Il est tout aussi impossible de répondre à la multitude de questions environnementales, sociales et de gouvernance qui résultent du Covid-19, alors même que les débats ne font que commencer. On peut dès maintenant s’interroger sur le fait de savoir si le Covid-19 va avoir pour effet d’accélérer ou de ralentir les progrès et l’attention à l’égard des différents éléments constitutifs de l’ESG.
Environnement : toujours au cœur des préoccupations
Avant le Covid-19, l’Autorité européenne des assurances et des pensions professionnelles (AEAPP) avait déjà les risques ESG dans sa ligne de mire - une façon « matérialiser » la durabilité [1]. La pandémie a intensifié la surveillance.
« Le Covid-19 démontre combien un sujet sanitaire et environnemental peut devenir un problème social profond, entraînant de véritables défis en matière de gouvernance pour les entreprises et les pays » indique Steve Waygood, Directeur de l’Investissement responsable d’Aviva Investors. « Il montre comment de tels défis ne respectent en rien les frontières nationales. C’est un test de résistance ESG pour l’économie mondiale ».
Les origines du Covid-19 font l’objet d’un débat acharné ; il fait partie d’un groupe grandissant de maladies zoonotiques (celles transmissibles entre l’animal et l’homme) qui sont la conséquence des contacts étroits des humains avec d’autres formes de vie.
« L’incursion incessante de systèmes humains dans le reste du monde naturel nous conduits à être en contact toujours plus étroit avec des animaux sauvages et, de ce fait, avec les virus et les maladies qu’ils peuvent véhiculer », explique Rick Stathers, analyste ESG senior et spécialiste du climat chez Aviva Investors. « Mais, avec seulement 23 % de la surface terrestre restant à l’état sauvage et seulement 5 % de la biomasse animale étant sauvage (95 % est constituée d’humains ou d’animaux domestiqués), ces espèces ont de moins en moins d’endroits où aller ».

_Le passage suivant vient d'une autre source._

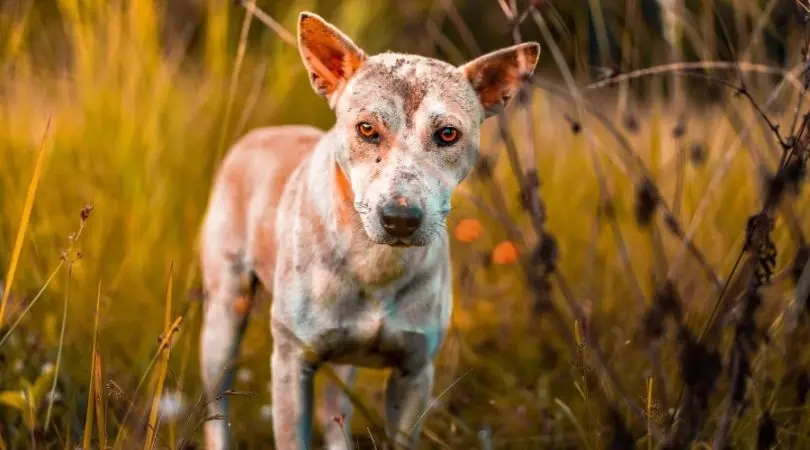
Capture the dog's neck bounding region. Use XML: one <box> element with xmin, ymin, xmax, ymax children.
<box><xmin>306</xmin><ymin>130</ymin><xmax>446</xmax><ymax>285</ymax></box>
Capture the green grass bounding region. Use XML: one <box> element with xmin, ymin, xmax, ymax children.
<box><xmin>0</xmin><ymin>0</ymin><xmax>810</xmax><ymax>449</ymax></box>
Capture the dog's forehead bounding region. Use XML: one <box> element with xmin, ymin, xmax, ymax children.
<box><xmin>346</xmin><ymin>53</ymin><xmax>478</xmax><ymax>122</ymax></box>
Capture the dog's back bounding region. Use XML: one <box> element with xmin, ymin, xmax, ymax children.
<box><xmin>201</xmin><ymin>125</ymin><xmax>324</xmax><ymax>292</ymax></box>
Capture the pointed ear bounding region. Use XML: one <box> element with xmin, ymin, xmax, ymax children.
<box><xmin>298</xmin><ymin>12</ymin><xmax>366</xmax><ymax>106</ymax></box>
<box><xmin>460</xmin><ymin>42</ymin><xmax>540</xmax><ymax>117</ymax></box>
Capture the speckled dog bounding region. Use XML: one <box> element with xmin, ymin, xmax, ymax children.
<box><xmin>201</xmin><ymin>13</ymin><xmax>540</xmax><ymax>450</ymax></box>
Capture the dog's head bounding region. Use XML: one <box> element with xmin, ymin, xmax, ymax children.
<box><xmin>298</xmin><ymin>13</ymin><xmax>540</xmax><ymax>246</ymax></box>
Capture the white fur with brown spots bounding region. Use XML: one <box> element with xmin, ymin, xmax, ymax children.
<box><xmin>201</xmin><ymin>13</ymin><xmax>540</xmax><ymax>450</ymax></box>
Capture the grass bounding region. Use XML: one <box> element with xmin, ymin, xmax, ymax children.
<box><xmin>0</xmin><ymin>0</ymin><xmax>810</xmax><ymax>449</ymax></box>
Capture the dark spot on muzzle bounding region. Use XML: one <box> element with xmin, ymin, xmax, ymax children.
<box><xmin>380</xmin><ymin>197</ymin><xmax>422</xmax><ymax>238</ymax></box>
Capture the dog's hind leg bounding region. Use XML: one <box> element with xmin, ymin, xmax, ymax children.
<box><xmin>317</xmin><ymin>364</ymin><xmax>357</xmax><ymax>450</ymax></box>
<box><xmin>200</xmin><ymin>255</ymin><xmax>256</xmax><ymax>450</ymax></box>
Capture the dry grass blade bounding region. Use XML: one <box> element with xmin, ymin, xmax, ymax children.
<box><xmin>112</xmin><ymin>316</ymin><xmax>183</xmax><ymax>449</ymax></box>
<box><xmin>0</xmin><ymin>260</ymin><xmax>65</xmax><ymax>347</ymax></box>
<box><xmin>82</xmin><ymin>282</ymin><xmax>106</xmax><ymax>448</ymax></box>
<box><xmin>216</xmin><ymin>1</ymin><xmax>256</xmax><ymax>165</ymax></box>
<box><xmin>45</xmin><ymin>261</ymin><xmax>73</xmax><ymax>431</ymax></box>
<box><xmin>143</xmin><ymin>269</ymin><xmax>174</xmax><ymax>450</ymax></box>
<box><xmin>92</xmin><ymin>351</ymin><xmax>107</xmax><ymax>448</ymax></box>
<box><xmin>0</xmin><ymin>115</ymin><xmax>52</xmax><ymax>327</ymax></box>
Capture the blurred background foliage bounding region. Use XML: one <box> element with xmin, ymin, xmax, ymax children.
<box><xmin>0</xmin><ymin>0</ymin><xmax>810</xmax><ymax>448</ymax></box>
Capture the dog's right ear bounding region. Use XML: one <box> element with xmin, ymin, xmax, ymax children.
<box><xmin>298</xmin><ymin>12</ymin><xmax>366</xmax><ymax>108</ymax></box>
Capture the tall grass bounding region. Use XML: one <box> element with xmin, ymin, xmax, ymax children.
<box><xmin>0</xmin><ymin>0</ymin><xmax>810</xmax><ymax>448</ymax></box>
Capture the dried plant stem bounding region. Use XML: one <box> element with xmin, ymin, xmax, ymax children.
<box><xmin>0</xmin><ymin>114</ymin><xmax>52</xmax><ymax>328</ymax></box>
<box><xmin>45</xmin><ymin>261</ymin><xmax>73</xmax><ymax>431</ymax></box>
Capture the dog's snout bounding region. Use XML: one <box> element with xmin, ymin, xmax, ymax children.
<box><xmin>380</xmin><ymin>197</ymin><xmax>422</xmax><ymax>238</ymax></box>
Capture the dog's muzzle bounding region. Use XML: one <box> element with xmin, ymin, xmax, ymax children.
<box><xmin>380</xmin><ymin>197</ymin><xmax>422</xmax><ymax>239</ymax></box>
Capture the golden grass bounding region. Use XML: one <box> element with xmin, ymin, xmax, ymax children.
<box><xmin>0</xmin><ymin>0</ymin><xmax>810</xmax><ymax>450</ymax></box>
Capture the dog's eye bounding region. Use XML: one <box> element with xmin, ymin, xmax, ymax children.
<box><xmin>434</xmin><ymin>127</ymin><xmax>461</xmax><ymax>146</ymax></box>
<box><xmin>357</xmin><ymin>122</ymin><xmax>380</xmax><ymax>142</ymax></box>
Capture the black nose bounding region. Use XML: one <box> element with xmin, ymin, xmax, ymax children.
<box><xmin>380</xmin><ymin>198</ymin><xmax>422</xmax><ymax>238</ymax></box>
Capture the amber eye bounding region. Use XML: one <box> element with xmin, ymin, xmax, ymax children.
<box><xmin>435</xmin><ymin>127</ymin><xmax>461</xmax><ymax>146</ymax></box>
<box><xmin>357</xmin><ymin>122</ymin><xmax>380</xmax><ymax>142</ymax></box>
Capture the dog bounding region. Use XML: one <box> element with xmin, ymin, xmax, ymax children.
<box><xmin>200</xmin><ymin>12</ymin><xmax>540</xmax><ymax>450</ymax></box>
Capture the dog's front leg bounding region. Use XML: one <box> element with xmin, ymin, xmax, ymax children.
<box><xmin>271</xmin><ymin>343</ymin><xmax>315</xmax><ymax>450</ymax></box>
<box><xmin>385</xmin><ymin>362</ymin><xmax>433</xmax><ymax>448</ymax></box>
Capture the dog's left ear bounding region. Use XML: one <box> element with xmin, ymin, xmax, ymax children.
<box><xmin>460</xmin><ymin>42</ymin><xmax>540</xmax><ymax>117</ymax></box>
<box><xmin>298</xmin><ymin>12</ymin><xmax>366</xmax><ymax>107</ymax></box>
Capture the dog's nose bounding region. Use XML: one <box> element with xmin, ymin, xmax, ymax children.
<box><xmin>380</xmin><ymin>197</ymin><xmax>422</xmax><ymax>238</ymax></box>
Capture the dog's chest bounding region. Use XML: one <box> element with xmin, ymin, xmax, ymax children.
<box><xmin>314</xmin><ymin>289</ymin><xmax>440</xmax><ymax>368</ymax></box>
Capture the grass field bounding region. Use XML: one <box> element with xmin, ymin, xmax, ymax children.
<box><xmin>0</xmin><ymin>0</ymin><xmax>810</xmax><ymax>450</ymax></box>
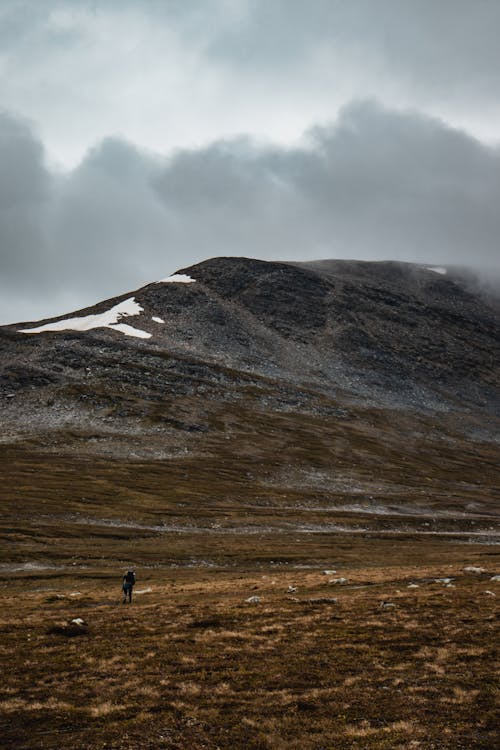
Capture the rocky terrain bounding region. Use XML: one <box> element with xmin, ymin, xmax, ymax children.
<box><xmin>0</xmin><ymin>258</ymin><xmax>500</xmax><ymax>750</ymax></box>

Durant la première phase de la réponse au Covid-19, peu de gouvernements ont saisi l’opportunité de s’orienter immédiatement vers une reprise plus verte. La première vague a consisté en des mesures de soutien pour les secteurs à forte intensité carbone. « Les gouvernements doivent veiller à ce que nous reconstruisions mieux à partir de cette crise », précise Steve Waygood. « Par exemple, secourir des secteurs gros consommateurs d’énergie tels que le pétrole et le gaz, l’automobile, la chimie et le transport aérien devrait être subordonné à l’assurance d’un engagement en faveur d’une transition vers un avenir moins pollué par les émissions carbone ».
Alors qu’elles étaient passées au second plan de leurs préoccupations dans l’immédiat, il faudra voir si les responsables politiques et les entreprises redonneront la priorité à des initiatives durables à mesure que les économies entrent dans la phase de reprise.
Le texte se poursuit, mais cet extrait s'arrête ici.